The Jehovah’s Witnesses remain a constant task force of outreach even in these perilous times. To many mature Christians, their faithfulness to evangelism is convicting. Unfortunately, to many immature Christians, they seem just like us. When they knock on the door, the conversation mainly consists of human suffering and the kingdom to come, God, and the Bible. Unsuspecting Christians who are concerned about world affairs and always wanted to know more about the Bible don’t seem so concerned with letting them in to have a Bible study. As a result, the local Kingdom Halls receive a steady flow of converts. But what if Jehovah’s Witnesses let their potential proselytes count the cost? What if they made sure to tell the person at the door about the numerous false prophecies made by the Watchtower over the last century or so? How about the blunder that Abraham, Isaac, and Jacob would resurrect and live in a mansion in California? Or their beliefs that are not compatible with Christianity, such as Jesus being a created being (yet still a god, making them polytheists), a denial of the cross, and a strange conclusion about the 144,000? The potential convert should also be aware that he can no longer celebrate holidays or birthdays, and that he better hope to never be in need of a blood transfusion.

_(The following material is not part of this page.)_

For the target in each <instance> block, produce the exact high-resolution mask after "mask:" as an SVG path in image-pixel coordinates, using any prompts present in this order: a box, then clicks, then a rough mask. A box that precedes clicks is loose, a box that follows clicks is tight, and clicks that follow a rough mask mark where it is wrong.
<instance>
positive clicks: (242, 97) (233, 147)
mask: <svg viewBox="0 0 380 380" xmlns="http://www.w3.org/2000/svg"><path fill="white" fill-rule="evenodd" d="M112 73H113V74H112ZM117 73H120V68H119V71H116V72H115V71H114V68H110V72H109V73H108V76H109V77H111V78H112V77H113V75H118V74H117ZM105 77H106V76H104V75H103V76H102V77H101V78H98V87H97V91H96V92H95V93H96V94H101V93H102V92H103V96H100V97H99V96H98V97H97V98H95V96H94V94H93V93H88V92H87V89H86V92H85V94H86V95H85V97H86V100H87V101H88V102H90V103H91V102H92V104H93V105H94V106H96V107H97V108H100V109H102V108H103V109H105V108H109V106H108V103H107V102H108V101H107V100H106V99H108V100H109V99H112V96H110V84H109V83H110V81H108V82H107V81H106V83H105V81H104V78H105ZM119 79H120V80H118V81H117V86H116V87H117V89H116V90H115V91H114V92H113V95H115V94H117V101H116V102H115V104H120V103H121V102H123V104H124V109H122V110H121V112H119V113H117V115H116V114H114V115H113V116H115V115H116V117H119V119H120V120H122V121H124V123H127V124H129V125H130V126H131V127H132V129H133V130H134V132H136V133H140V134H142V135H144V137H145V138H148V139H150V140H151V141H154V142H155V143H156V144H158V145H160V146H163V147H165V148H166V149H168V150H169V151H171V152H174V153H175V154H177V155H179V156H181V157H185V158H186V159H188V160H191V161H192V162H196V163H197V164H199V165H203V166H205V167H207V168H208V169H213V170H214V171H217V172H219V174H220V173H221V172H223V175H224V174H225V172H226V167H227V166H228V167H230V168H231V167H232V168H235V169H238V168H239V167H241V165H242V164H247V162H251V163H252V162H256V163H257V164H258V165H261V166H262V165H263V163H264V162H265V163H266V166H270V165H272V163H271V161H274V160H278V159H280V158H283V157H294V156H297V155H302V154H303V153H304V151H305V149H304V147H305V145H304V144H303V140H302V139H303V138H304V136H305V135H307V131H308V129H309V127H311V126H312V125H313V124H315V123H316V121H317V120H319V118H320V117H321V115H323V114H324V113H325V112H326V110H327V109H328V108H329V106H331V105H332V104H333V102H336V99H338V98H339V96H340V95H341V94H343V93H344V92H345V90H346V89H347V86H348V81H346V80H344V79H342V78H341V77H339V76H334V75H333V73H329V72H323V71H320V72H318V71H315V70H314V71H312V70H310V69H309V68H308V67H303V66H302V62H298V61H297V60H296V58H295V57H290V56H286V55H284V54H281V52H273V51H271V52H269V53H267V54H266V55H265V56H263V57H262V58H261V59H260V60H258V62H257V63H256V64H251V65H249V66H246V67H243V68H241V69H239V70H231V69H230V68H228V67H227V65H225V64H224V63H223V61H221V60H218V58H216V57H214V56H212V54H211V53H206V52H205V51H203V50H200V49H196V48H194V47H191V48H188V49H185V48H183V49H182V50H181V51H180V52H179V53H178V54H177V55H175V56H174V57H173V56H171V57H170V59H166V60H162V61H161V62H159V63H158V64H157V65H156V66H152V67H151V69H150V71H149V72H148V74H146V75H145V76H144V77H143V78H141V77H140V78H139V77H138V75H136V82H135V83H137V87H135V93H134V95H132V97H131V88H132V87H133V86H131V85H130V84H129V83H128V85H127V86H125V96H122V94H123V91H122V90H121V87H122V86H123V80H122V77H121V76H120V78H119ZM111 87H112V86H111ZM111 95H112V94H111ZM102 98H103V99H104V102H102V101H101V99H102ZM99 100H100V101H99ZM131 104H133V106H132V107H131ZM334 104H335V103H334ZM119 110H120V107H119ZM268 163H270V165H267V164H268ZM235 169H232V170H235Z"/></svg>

The cults wouldn’t be as successful if people were able to count the cost before joining them. But the outreach tactics of the cults ignore most of the things that would turn people off, and as a result, they accumulate more members.

I believe we Christians have followed in the same fashion. We don’t want to tell someone that he should be willing to forsake all (Luke 14:33) to follow Christ. We’d rather not talk about the division that might occur in his family (Luke 14:26), the persecution that will ensue (Matthew 5:10, Luke 21:12), the hatred from the world (Mark 13:13), or the hardships of life that come by following Christ (II Corinthians 11:23). If the potential convert knew that his decision would bring about a changed life (II Corinthians 5:17), in which he would be holy (I Peter 1:16), and have to submit to the Lord (Luke 6:46), he might not “make a decision for Christ.” Therefore, we skip all of that and go right to getting him to pray a prayer and wonder afterwards why there’s no change in his life. It’s because he didn’t count the cost. And why didn’t he? Because we didn’t tell him what the cost would be.


2 comments so far

  1. cindyinsd on

    Good point about counting the cost. People get in for the “fire insurance” and feel that as long as they’re paid up, they’ve done what’s necessary. But let’s not forget the other half of the discipleship equation. I was blessed to move in next door to a wonderful woman of God who spent many hours teaching me. Discipula means student. One cannot be a discipula without a magestra or teacher. While it is true that Christ and the word are our teachers, God has given teachers to the church to help the body to mature.

    Do we birth babies and then tell them, “Well, get with it–go, be warmed and filled” but fail to give them those things that are needful for them to mature? At my previous church, discipleship class consisted of four optional classes spread out over a year or more in which one sat for most of Saturday morning listening to a lesson. It’s a good lesson, but it’s not discipleship. Sure, sometimes new believers haven’t counted the cost and sometimes they didn’t really mean it, but isn’t it possible the real fault lies in the realm of neglect–not only neglect to tell them what they’re getting into, but also neglect to teach them how to become the people God intends them to be?

    God bless,


  2. Readmore on

    DT, you and I seem to be thinking about the same things at the same times… I recently read through the gospels to see exactly what Jesus’ evangelistic methods were. Did He have people bow and pray “the prayer”? Did he lead them down the Romans road? I am coming to some of the same conclusions you are coming to. Becoming a Christian is becoming a disciple.